I think he has done a very good job, said Reds general manager Jim Bowden, pointing out that the team will finish second in the NL Central despite having the 23rd-highest payroll among the majors' 30 teams. The season has been filled with injuries. Every ball that could bounce wrong did. Several players didn't perform to expectations. And we had one bad month (a 10-17 June).
Overall, I thought the team performed very well. We were beaten by the St.Louis Cardinals, who spent $21 million for (free agent) pitching and, in reality, had a better team. ... To finish second is a tribute to the good job that the manager, the coaches and the players did in a year when everything went wrong.
But Bowden declined to comment on McKeon's status beyond this year or how the timing of a decision on this issue might proceed.
The organization's continued coolness toward McKeon suggests that he's doomed.
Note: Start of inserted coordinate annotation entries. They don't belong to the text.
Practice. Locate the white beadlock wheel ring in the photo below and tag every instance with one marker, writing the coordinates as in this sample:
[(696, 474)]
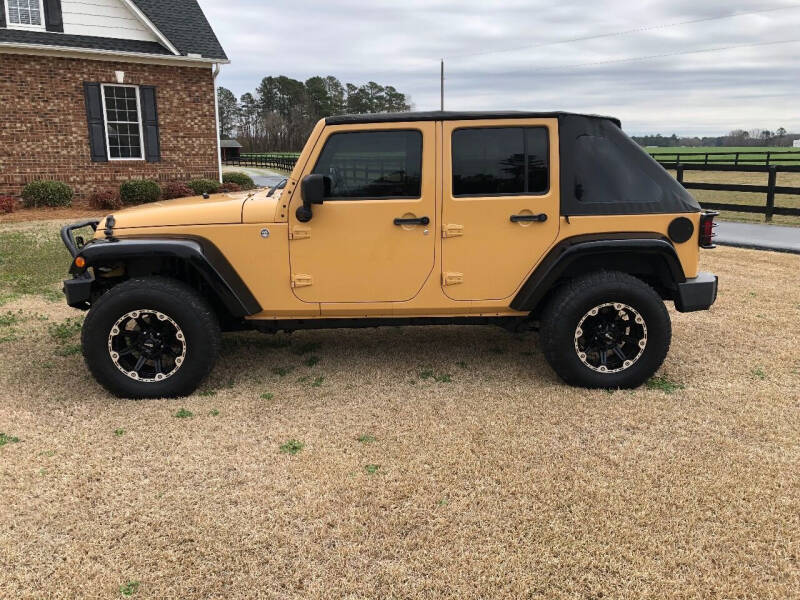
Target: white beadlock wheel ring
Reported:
[(134, 324), (610, 337)]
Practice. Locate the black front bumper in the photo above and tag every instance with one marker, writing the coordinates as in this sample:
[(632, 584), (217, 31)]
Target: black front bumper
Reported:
[(698, 293), (79, 291)]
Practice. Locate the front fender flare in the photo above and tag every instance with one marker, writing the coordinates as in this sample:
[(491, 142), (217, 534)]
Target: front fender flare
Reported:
[(199, 253)]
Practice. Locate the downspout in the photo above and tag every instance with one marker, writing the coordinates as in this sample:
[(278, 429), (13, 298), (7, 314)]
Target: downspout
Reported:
[(217, 68)]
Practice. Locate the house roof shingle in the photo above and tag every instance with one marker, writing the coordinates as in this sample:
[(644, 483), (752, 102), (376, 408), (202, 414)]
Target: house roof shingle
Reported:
[(45, 38), (182, 22), (185, 25)]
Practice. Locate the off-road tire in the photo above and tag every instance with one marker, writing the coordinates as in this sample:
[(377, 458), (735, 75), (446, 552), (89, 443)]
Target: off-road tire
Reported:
[(562, 316), (170, 298)]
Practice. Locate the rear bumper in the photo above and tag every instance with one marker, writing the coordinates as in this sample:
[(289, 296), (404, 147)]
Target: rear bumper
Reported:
[(698, 293)]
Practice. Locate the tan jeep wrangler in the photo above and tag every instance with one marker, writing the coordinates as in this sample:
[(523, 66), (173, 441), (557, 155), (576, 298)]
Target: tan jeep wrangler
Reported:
[(552, 221)]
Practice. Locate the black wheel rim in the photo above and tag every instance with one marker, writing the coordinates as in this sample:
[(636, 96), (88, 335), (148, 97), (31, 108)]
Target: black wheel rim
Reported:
[(611, 337), (147, 345)]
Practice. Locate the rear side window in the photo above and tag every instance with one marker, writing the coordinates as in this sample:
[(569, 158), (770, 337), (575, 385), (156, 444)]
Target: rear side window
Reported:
[(500, 161), (373, 164)]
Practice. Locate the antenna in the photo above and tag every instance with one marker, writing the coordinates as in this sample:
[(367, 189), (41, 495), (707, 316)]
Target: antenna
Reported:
[(442, 84)]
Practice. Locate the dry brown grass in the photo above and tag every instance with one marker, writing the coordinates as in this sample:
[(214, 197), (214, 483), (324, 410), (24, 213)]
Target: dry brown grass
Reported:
[(502, 483)]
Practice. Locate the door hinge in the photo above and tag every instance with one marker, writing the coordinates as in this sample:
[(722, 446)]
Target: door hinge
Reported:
[(452, 278), (452, 230), (301, 280), (300, 233)]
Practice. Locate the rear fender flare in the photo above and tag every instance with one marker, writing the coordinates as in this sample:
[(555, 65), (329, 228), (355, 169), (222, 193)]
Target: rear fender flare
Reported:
[(571, 251)]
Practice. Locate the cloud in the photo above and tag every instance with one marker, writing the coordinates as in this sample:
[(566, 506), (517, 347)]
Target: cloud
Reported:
[(504, 55)]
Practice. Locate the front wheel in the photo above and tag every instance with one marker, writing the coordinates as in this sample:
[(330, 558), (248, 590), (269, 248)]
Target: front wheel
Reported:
[(150, 338), (606, 330)]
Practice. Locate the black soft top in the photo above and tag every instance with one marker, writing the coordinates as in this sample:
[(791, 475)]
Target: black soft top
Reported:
[(603, 171), (449, 115)]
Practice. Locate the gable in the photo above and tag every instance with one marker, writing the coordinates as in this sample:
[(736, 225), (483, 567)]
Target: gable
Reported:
[(104, 18), (176, 28)]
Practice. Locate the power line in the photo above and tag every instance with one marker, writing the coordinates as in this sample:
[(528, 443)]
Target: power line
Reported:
[(621, 33)]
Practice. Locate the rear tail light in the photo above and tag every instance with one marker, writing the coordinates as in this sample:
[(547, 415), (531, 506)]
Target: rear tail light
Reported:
[(707, 227)]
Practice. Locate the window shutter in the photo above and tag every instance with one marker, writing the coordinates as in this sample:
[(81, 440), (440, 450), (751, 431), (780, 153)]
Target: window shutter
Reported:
[(152, 144), (52, 16), (94, 117)]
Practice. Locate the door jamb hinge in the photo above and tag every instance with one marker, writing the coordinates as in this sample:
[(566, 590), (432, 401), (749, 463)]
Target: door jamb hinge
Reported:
[(451, 278), (301, 280), (300, 233), (452, 230)]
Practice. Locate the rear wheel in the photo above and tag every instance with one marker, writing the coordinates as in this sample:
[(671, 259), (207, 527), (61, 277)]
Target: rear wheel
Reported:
[(606, 330), (150, 338)]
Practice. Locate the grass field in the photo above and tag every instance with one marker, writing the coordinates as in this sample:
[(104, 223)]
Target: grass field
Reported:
[(441, 462), (784, 179), (727, 154)]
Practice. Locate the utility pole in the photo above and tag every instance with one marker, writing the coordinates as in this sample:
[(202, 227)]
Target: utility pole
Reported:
[(442, 84)]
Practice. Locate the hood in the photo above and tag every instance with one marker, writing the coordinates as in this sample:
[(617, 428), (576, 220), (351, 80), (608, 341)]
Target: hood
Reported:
[(219, 208)]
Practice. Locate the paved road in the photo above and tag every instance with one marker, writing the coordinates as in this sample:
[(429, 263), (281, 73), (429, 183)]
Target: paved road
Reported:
[(762, 237), (261, 177)]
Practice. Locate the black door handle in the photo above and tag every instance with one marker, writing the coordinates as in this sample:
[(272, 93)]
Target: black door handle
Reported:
[(415, 221), (529, 218)]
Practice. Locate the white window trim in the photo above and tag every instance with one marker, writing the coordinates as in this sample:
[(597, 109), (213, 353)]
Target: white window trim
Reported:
[(103, 87), (10, 25)]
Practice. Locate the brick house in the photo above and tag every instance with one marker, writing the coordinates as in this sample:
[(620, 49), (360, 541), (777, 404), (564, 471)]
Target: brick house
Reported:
[(95, 92)]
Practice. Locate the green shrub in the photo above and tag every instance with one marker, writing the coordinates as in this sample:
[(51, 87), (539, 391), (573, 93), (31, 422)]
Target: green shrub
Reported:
[(105, 200), (176, 189), (47, 193), (7, 204), (204, 186), (243, 180), (139, 191)]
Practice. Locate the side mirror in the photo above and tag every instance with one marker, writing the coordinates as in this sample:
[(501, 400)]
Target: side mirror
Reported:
[(313, 188)]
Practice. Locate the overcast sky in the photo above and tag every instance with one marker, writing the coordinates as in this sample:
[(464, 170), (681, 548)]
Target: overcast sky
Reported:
[(500, 54)]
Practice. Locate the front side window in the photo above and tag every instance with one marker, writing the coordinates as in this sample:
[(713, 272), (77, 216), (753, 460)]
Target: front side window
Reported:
[(373, 164), (123, 122), (25, 13), (499, 161)]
The players' concealed disdain toward him hasn't helped. None has the common sense or the guts, depending on your point of view, to criticize McKeon openly.
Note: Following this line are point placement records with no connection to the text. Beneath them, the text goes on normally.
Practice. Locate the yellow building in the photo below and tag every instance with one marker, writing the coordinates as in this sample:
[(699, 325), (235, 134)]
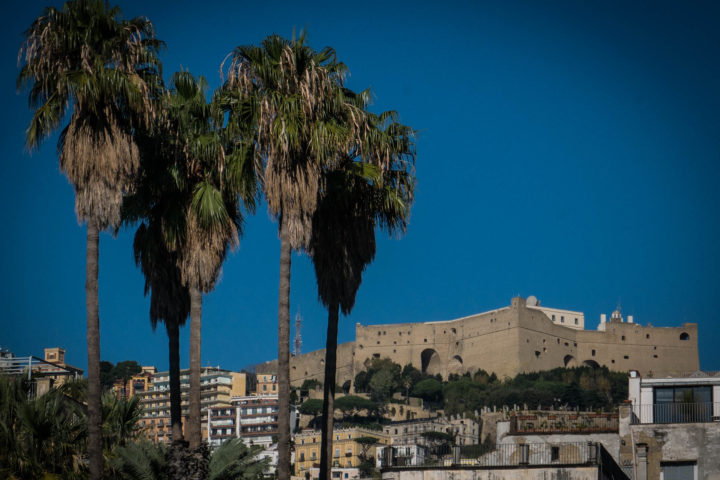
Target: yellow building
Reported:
[(347, 452), (217, 389), (140, 382), (56, 356), (266, 384)]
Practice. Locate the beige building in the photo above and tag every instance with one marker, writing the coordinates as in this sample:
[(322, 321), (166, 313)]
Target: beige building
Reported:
[(507, 341), (217, 389), (347, 452), (140, 382), (410, 432)]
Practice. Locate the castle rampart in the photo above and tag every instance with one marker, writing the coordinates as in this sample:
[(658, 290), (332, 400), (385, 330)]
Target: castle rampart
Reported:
[(507, 341)]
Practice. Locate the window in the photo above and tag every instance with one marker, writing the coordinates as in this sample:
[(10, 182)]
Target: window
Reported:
[(678, 470), (554, 453), (682, 404)]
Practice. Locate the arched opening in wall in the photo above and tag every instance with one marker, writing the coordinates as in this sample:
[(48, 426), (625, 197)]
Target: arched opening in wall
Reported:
[(430, 361), (455, 365)]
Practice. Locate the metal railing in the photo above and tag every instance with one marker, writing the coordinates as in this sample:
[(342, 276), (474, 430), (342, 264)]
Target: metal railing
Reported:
[(676, 413), (565, 423), (504, 455)]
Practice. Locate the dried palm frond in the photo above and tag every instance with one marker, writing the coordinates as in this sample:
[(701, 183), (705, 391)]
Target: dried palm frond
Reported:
[(204, 250), (101, 183)]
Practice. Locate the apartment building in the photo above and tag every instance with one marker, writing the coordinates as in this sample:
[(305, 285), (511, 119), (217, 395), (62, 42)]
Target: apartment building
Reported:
[(410, 432), (266, 384), (671, 427), (253, 418), (218, 387), (140, 382), (348, 452)]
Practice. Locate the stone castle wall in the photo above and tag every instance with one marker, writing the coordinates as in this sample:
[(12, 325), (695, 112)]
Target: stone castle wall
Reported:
[(507, 341)]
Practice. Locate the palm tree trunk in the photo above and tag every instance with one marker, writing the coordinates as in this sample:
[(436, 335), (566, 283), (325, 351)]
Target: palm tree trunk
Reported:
[(283, 468), (328, 419), (95, 453), (194, 427), (173, 331)]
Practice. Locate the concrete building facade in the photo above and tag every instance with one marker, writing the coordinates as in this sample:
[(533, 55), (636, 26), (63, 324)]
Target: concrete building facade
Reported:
[(348, 453), (218, 386), (507, 341), (671, 427)]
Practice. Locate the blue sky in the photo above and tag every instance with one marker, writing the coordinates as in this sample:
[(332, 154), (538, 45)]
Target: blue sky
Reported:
[(566, 149)]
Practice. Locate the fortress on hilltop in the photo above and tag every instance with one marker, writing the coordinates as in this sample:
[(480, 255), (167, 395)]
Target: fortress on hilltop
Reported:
[(522, 337)]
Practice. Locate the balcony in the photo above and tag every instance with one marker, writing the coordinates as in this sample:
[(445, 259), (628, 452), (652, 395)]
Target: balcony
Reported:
[(676, 413), (564, 422)]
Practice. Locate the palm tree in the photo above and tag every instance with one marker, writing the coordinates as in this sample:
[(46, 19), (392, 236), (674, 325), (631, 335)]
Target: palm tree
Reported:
[(155, 203), (194, 211), (169, 303), (358, 196), (85, 60), (288, 92)]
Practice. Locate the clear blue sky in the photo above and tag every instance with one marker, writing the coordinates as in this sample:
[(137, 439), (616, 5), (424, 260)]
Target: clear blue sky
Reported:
[(567, 149)]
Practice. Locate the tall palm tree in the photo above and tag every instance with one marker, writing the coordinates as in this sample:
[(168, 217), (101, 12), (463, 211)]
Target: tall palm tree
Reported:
[(358, 196), (199, 209), (85, 60), (287, 90), (169, 303), (155, 203)]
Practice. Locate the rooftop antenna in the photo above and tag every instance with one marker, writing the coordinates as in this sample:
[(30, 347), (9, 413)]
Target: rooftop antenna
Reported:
[(297, 344)]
Attitudes in the clubhouse almost surely would change if the Reds replaced McKeon with Oester or Griffey, both of whom happen to be signed through next year.
Oester, the third base coach and formerly the team's starting second baseman, probably would be a no-nonsense disciplinarian who would demand hustle.
Griffey's 19 seasons in the majors left him with the skill to relate to players easily. The Reds gravitate toward their bench coach almost naturally for advice. Though insiders no longer consider Griffey a leading candidate for the Reds job if a vacancy arises, he'll probably be asked to interview for other offseason managerial openings. Baltimore, Colorado and Milwaukee interviewed Griffey for their respective jobs last winter.
Both coaches said they'd like to manage someday.
Probably the last couple of years I've decided I'd like to try it, Oester said. I've had people come up and tell me they think I'd be good at it, and that makes me feel good, too.
Said Griffey, citing his winter league managerial experiences: I didn't go to Puerto Rico not to manage. I didn't go to the Arizona Fall League not to manage.
But neither wants to gain the job at McKeon's expense.
I have a job to do right now: coaching third base for Jack, Oester said. That's the way I look at it. It (managerial talk) puts me in an awkward situation, because I like what I'm doing. ... Jack's easy to coach for, because he gives you responsibilities and lets you do your job.
I don't want to be hired for all the wrong reasons, said Griffey, who happens to be the star center fielder's father. The last two years I felt that Jack has done a pretty good job.
Among the other candidates:
Boone, who has managerial experience (Kansas City, 1995-97) but some believe, too high of a price tag to get hired.
Piniella, who managed the Reds to their last World Series title in 1990. Whether the Mariners reach the postseason, and how they fare when they get there, could determine whether he stays with that franchise. Tampa Bay looms as another potential destination for Piniella if Larry Rothschild is fired.
Johnson, who worked smoothly with Bowden from 1993-95. Johnson's Reds were leading the NL Central when the strike ended the 1994 season and won the division in 1995, reaching the league championship series. Johnson's tenure ended only because former owner Marge Schott disapproved of his living with his fiancee before they were married. The Dodgers appear destined to fire Johnson after this season.
Valentine, the longest of long shots. Though the Mets should clinch the wild-card berth soon, he has received no contractual assurances for next year, creating the possibility that he might resign or get fired.
Meanwhile, speculation will continue for at least another month, unless the Oct.2 meeting Bowden will conduct with McKeon and his coaches yields startling news.
I wish somehow we would know one way or another and (McKeon) would know one way or another, Oester said. It's kind of uneasy being around him, without him knowing and us knowing. But we have a job to do the rest of the year.